One of the lovely paradoxes of this bow hold is that you should be able to drop your arm weight right into the string, producing the fullest possible sound, without your hand tightening or losing its springs. Learning how to create and hold this shape in your hand without stiffening is crucial.
As you draw a downbow, your fingers and thumb extend. As you arrive at the tip, your thumb will have straightened and rolled onto a different contact point, more toward the inside of the thumb. With the upbow this process is reversed.
A slight pinch at the start of a stroke gets the string to speak immediately. The pinch is followed by a release, so that the sound will not be pressed. This “catchbow” requires a good sounding point, a good hand position, and an immediate release of pressure, thereby making it possible to move the bow more rapidly. The combination of diction and generous use of bow are ideal for concertos and other repertoire requiring brilliance and power.

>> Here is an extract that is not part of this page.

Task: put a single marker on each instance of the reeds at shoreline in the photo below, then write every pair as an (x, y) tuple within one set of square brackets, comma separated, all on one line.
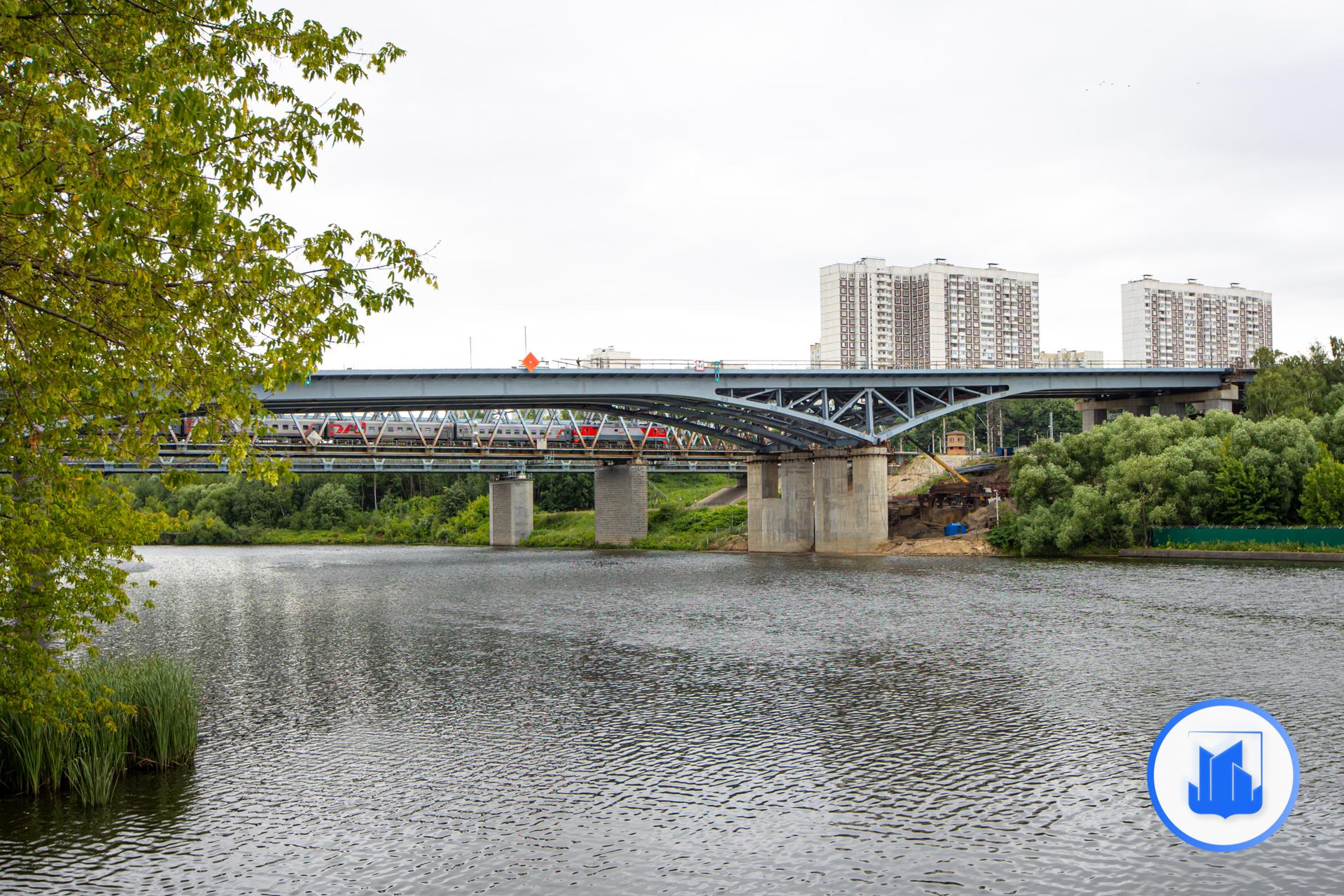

Ivan Galamian believed that every bow stroke should begin with a slight catchbow. The fact that you start the sound crisply and immediately and therefore must be at a good sounding point is a huge help to many violinists who suffer from “banana bows,” my name for the bow stroke that starts small, grows, and then gets small again. I especially recommend practicing concertos and repertoire with piano with this technique, even in lyric passages. Be careful not to do the pinch by contracting your entire arm; it must come just from the fingers -- the arm remains relaxed.

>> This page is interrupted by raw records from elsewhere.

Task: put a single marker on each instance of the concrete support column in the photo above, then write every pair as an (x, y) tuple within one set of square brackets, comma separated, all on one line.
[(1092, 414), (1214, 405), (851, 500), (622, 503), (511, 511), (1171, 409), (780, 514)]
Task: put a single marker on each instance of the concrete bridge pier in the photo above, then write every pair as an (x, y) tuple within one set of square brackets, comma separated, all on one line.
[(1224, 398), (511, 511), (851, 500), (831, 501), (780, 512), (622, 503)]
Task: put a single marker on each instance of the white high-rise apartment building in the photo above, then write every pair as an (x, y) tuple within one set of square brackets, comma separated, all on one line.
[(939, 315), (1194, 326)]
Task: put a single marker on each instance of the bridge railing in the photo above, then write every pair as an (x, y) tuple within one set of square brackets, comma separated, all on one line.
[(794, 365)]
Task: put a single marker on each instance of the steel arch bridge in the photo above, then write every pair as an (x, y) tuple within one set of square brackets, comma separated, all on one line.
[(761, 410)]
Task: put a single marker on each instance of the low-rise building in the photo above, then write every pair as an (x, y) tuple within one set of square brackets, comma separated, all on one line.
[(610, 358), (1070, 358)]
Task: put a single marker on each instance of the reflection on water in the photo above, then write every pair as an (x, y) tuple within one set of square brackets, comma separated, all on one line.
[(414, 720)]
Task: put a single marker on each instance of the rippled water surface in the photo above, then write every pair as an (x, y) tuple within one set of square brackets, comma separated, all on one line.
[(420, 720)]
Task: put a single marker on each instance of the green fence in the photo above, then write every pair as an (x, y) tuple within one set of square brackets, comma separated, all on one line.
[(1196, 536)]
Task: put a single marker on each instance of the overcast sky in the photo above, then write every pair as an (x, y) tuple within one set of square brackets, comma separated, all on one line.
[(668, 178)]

The movement of the fingers in collé is rapid. To develop this movement, begin with the bow on the string, fingers extended; pinch the string and curl the fingers rapidly, lifting the bow out of the string. Galamian called this stroke pizzicato with the bow! Then start downbow, fingers curled and on the string; extend rapidly. Be sure to let the string ring. Practice upbows and downbows in all parts of the bow, but particularly in the middle to upper half. When you feel proficient, progress to alternating downbows and upbows. I particularly like doing scales with a two-octave leap: start upbow on the E string and then downbow on the G string – then for a real challenge, do the opposite!
If you have trouble doing this stroke, check to see if your fingers are pronated on the bow. If they are too square, you will not be able to attain the sideways finger movement necessary for the stroke.
The ability to produce a good collé is one of our most important skills. I use Kreutzer #s 4, 6, and 7, as well as scales, for working on this stroke. Paganini Caprices with upbow or flying staccato such as #s 7, 20, and 22 will develop your ability even more.
The martèlé stroke is related to the collé stroke, but it requires more bow and therefore more arm movement. Start each stroke with a slight pinch; then release and move the bow rapidly – the collé movement will help you accomplish this. Do at least one of your scales daily with a martèlé stroke; begin with the middle half of the bow and progress to full bow strokes. Proficiency in martèlé will help you use greater amounts of bow as you learn how to keep the path of bow straight. It will also help relieve overpressing. “More bow”was a favorite Galamian remark!
MODIFIED DOUNIS ENGAGEMENT EXERCISES
By Bayla Keyes
Demetrius Constantine Dounis was a great violin pedagogue who devised a small series of exercises designed to develop flexibility in the fingers of the right hand. He likened the right arm to a car and the fingers of the right arm to the tires of the car – if the fingers are not flexible, you will bounce uncomfortably at every pothole! He also taught that the fingers of the bow hand must learn to have the engagement necessary for every part of the bow, and for every dynamic.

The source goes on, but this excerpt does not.